Arte vs. tallerismo. Una pelea del siglo XX que nos encuentra, en las puertas del XXI, más perdidos que nunca.
El Absinthe es una bebida muy (muy) espirituosa con sabor a anís, procedente de derivados de hierbas, cuyo ingrediente fundamental es el ajenjo (Artemisia absinthium). Tuvo su pico de popularidad a finales del siglo XIX y principios del XX, especialmente en Francia y, más específicamente, entre los artistas y escritores parisinos, aquellos famosos poetas malditos. Como todo lo bueno, en el apogeo de su popularidad fue prohibido por la altísima gradación alcohólica que tiene (para los valientes, 68%).
Es normalmente de color verde, mutando a un nublado lechoso verde opalescente (conocido como la louche) cuando se mezcla con agua azucarada. Históricamente fue conocido como "El Hada Verde" porque, según quienes lo beben, al hacerlo no terminan viendo elefantes rosas sino, justamente, hadas verdes.
¿Cómo sabemos todo esto? Porque créalo o no, el Absinthe tiene museo propio e historiadores, e incluso un informadísimo sitio web.
Pero más importante aún, ¿por qué demonios me pongo a discurrir sobre las veleidades de un licor en una página de teatro? Sencillo: todo es culpa de Alejandro Acobino. No se me malinterprete. No quiero decir que juntos amanecemos beodos en el medio de la avenida Corrientes persiguiendo hadas verdes, no. Es que su último espectáculo tiene por nombre Absentha.
Estamos en una escuela. O más bien es un aula/depósito-de-cosas-desvencijadas/sala de reuniones de una escuela (excelente diseño y realización a cargo de José Benito García y Pepe Uría). Los niños ya no están cursando pero, a contraturno, tiene lugar un taller de producción poética en donde se analiza el hecho escritural (sic). Con estas frases tan pomposas se nos presenta en escena nuestro grupo estudiantil... Tres alumnos, para ser más exactos: Mamu (Rodolfo Demarco), el Vasco (José Mehrez) y Gapo (Germán Rodríguez). Todos, recién llegados de las vacaciones, están dispuestos a iniciar un nuevo ciclo lectivo. Y cada uno de estos actores trabajará con una tipología de personaje sólida y coherente que se va a definir desde el vestuario, el peinado, los poemas que escriban, los medios que usen y hasta los lugares a dónde han ido a veranear. Lo único que nos falta es un profesor idóneo... Y ahí llega Raúl Armando Latorre, alias Lato (Fernando Migueles), con una curda que lo hace zigzagear. Poeta fracasado, sólo puede exhibir en su haber alguna vieja publicación de algún olvidado premio; pero nada de esto puede hacer tambalear la adoración casi enfermiza de sus tres alumnos.

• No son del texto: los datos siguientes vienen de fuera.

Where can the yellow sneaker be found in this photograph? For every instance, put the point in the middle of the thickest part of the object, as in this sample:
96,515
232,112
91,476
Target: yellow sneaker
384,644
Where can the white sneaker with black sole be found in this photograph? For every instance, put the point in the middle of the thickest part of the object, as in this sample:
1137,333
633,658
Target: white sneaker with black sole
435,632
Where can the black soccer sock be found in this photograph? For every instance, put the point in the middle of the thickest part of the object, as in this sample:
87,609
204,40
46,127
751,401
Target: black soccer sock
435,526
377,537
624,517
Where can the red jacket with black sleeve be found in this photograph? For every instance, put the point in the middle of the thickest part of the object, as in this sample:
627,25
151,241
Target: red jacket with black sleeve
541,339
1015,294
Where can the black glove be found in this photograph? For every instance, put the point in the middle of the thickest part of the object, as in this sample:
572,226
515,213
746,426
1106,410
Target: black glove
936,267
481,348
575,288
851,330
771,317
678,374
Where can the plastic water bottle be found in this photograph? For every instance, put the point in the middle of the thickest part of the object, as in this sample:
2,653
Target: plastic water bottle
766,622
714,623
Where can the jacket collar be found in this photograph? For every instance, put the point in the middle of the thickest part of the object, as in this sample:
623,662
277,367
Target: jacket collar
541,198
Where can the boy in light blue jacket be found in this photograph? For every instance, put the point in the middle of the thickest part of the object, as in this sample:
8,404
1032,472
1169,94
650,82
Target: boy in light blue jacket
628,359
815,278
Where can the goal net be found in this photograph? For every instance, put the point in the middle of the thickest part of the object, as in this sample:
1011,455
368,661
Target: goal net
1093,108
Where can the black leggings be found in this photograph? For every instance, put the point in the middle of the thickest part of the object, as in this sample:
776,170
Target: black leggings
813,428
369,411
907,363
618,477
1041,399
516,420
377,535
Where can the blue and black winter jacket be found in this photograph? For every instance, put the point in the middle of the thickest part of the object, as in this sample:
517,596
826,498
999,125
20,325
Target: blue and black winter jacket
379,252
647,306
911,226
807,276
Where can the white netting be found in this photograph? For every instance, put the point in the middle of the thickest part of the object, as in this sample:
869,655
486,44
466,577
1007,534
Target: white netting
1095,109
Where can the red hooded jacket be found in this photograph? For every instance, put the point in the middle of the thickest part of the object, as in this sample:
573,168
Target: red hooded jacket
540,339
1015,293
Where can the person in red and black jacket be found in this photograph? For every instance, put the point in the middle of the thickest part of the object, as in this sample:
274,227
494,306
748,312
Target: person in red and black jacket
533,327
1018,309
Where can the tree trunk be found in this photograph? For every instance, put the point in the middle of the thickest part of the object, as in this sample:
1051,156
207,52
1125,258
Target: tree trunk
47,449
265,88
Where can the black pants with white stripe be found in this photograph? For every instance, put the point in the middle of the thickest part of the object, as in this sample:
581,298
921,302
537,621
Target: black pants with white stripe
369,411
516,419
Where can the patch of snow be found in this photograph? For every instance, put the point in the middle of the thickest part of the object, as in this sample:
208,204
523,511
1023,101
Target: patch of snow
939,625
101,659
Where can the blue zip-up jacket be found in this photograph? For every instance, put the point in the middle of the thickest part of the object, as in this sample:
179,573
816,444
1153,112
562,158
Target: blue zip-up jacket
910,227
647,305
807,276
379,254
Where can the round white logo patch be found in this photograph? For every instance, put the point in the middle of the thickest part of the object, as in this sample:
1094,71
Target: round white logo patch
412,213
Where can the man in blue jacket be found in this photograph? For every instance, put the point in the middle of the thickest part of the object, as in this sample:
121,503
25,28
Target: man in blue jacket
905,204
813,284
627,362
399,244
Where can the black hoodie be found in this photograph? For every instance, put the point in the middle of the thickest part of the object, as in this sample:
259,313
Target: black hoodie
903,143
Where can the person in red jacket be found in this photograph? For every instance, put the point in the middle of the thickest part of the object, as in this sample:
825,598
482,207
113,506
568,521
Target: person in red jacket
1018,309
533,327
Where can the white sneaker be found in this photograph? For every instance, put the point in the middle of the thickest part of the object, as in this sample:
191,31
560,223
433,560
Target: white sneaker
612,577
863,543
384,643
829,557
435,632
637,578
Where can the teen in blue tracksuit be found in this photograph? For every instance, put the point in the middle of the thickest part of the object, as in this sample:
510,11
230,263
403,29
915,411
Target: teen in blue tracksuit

Éste será el marco para una reflexión entre absurda y triste sobre el arte en el siglo XXI. "El taller es una instancia miserable", terminará por decir Lato, "llena de consignas y devoluciones". Ya nadie hace arte, todos son talleristas. Pero qué se le va a hacer, esto es una cosa epocal (sic)... es una época de mierda para la poesía. ¿Y qué se puede hacer para subvertir este estado de cosas? Tomar Absentha y tratar de inspirarse, de romper, de innovar, de la misma manera en que los poetas malditos lo hicieron. Parodiando un viejo recurso del teatro posmoderno, se recurre a una práctica vanguardista para banalizarla, para tratar de exprimir una gota de arte a través del licor, en el colmo del absurdo de la imitación inútil.
Con una propuesta inicial muy interesante, lograda en gran medida por las excelentes resoluciones técnicas de Uría (vestuario y escenografía) y Sergio Cucchiara (iluminación), la obra termina por caer en algunos lugares comunes, sobre todo en la resolución de la trama. Es aquí cuando ya no podemos disimular la gran deuda que este espectáculo tiene con shows televisivos como Seinfeld (principalmente en la construcción del personaje de El Vasco, que tanto en el físico, en la manera de desplazarse y en la forma de hablar remiten al Kramer de esta serie) o Peter Capusotto y sus videos (sobre todo en los poemas que los tres alumnos componen).
Pese a estas cuestiones, la obra se sostiene gracias a la consistencia que aportan Acobino desde la dramaturgia y Ana Sánchez desde la dirección, que nos permiten reírnos de lo absurdo de este grupo, sin dejar de sentirnos reconocidos en ellos.
El que nunca ha asistido a un taller, que tire la primera piedra.